He who loves the Lord receives love—this means only this much: only he comes to know it is raining upon him. He who does not love never comes to know it is raining.
Therefore when we say “the grace of the Lord,” do not think it happens to some and not to others. God’s grace showers as the sun shines—on all houses, rays fall. But some sit with doors shut. Others—though doors are open—so clever they sit with their eyes closed! What can you do? What will the sun do? Should he pry open their eyelids? If he opens, they will be angry; they will file a police report: we were sleeping; needlessly the sun opened our eyes. Should the sun break the doors? They will complain to the police: the sun turned thief; it opened our doors to enter. The sun will stand outside; when you open, it will enter. When you open your eyes, the ray will reach within.
God’s love showers equally on all. But this does not mean you receive it equally. You do not receive equally because you do not take. It showers equally; it is received differently—received according to one’s receptivity, one’s orientation.
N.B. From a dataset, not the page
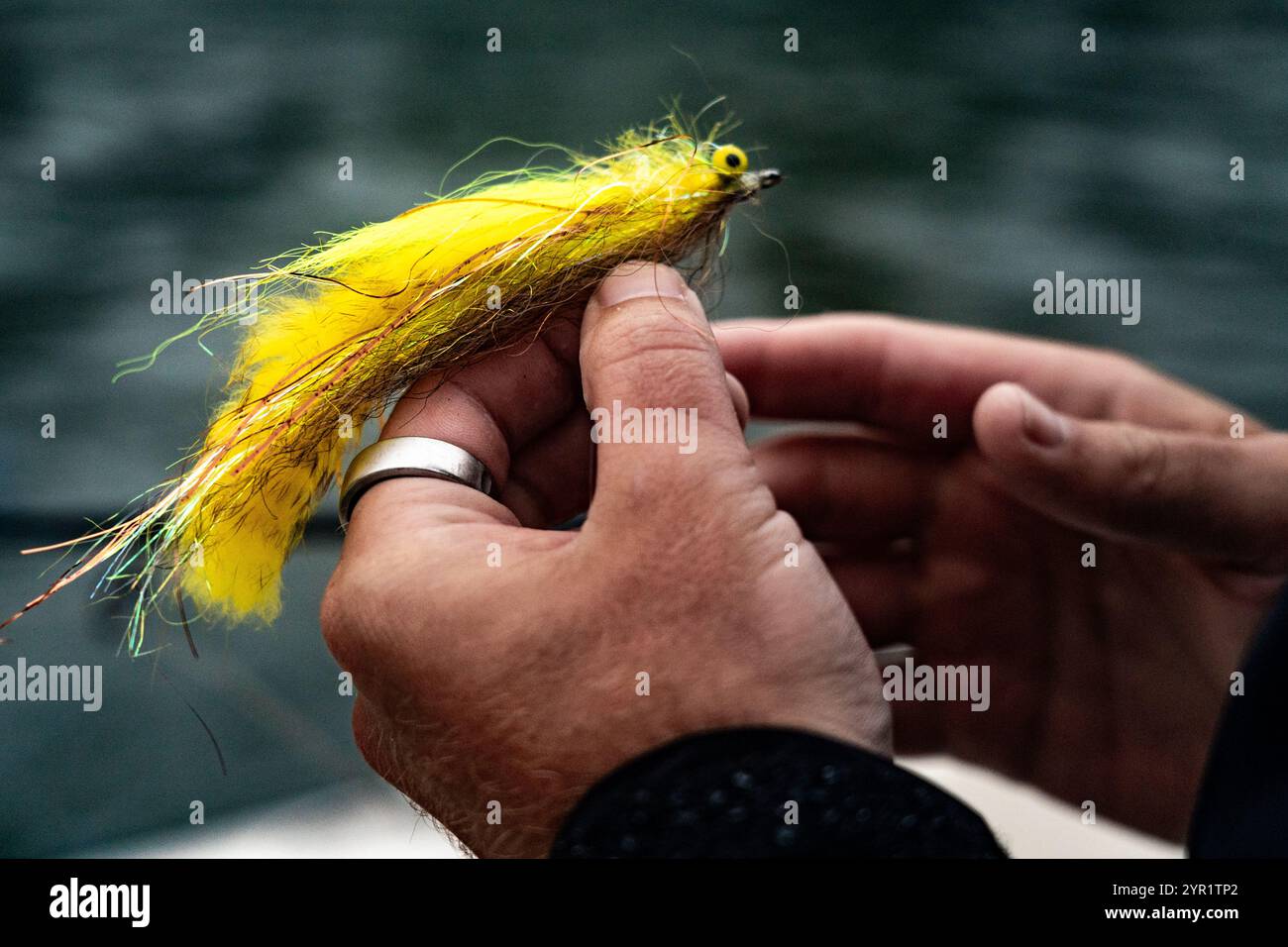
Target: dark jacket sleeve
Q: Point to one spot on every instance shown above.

The one who goes to God out of greed—his pot will remain inverted. However much he prays, he will not receive God’s love. The one who goes out of fear—his pot will remain inverted. However much he screams and shouts, his shouting is not for God; it is because of fear.
But the one who goes having understood life’s essence—that this entire life, this whole play, this whole drama is worth two cowries, has no value; now I should search for That which is beyond this life. Not because of any temptation of this life; but because this life, total, altogether, has proved worthless, a play, futile—this entire experience without substance—therefore let me turn and seek that side. What is there? Who is there? What treasure is there? Let me seek!
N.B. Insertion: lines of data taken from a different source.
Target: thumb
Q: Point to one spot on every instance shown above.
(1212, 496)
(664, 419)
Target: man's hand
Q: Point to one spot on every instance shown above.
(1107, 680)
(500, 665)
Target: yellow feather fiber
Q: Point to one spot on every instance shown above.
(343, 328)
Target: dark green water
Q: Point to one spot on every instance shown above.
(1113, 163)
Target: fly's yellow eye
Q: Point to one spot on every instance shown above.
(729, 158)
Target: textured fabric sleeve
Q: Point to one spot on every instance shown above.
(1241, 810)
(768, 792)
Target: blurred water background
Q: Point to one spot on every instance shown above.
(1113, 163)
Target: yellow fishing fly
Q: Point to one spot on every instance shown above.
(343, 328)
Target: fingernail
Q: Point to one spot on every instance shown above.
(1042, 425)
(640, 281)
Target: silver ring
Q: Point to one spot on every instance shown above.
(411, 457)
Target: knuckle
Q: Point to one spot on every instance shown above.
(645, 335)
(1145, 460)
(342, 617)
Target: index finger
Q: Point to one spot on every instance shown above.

With this inquiry goes the jñānī—having known the essence. He attains oneness, becomes ananya, and loves me—and I love him.
Enough for today.
But do not leave yet. For a little while we will try to set your pots upright. Our fakirs will dance. Let a little of it fall into your pot too. Do not sit inverted. To sit inverted means to sit stiff, lest something enter within.
Clap your hands. Keep time with the rhythm. Sit, rejoice, be lost in bliss. Take these five minutes of full joy with you.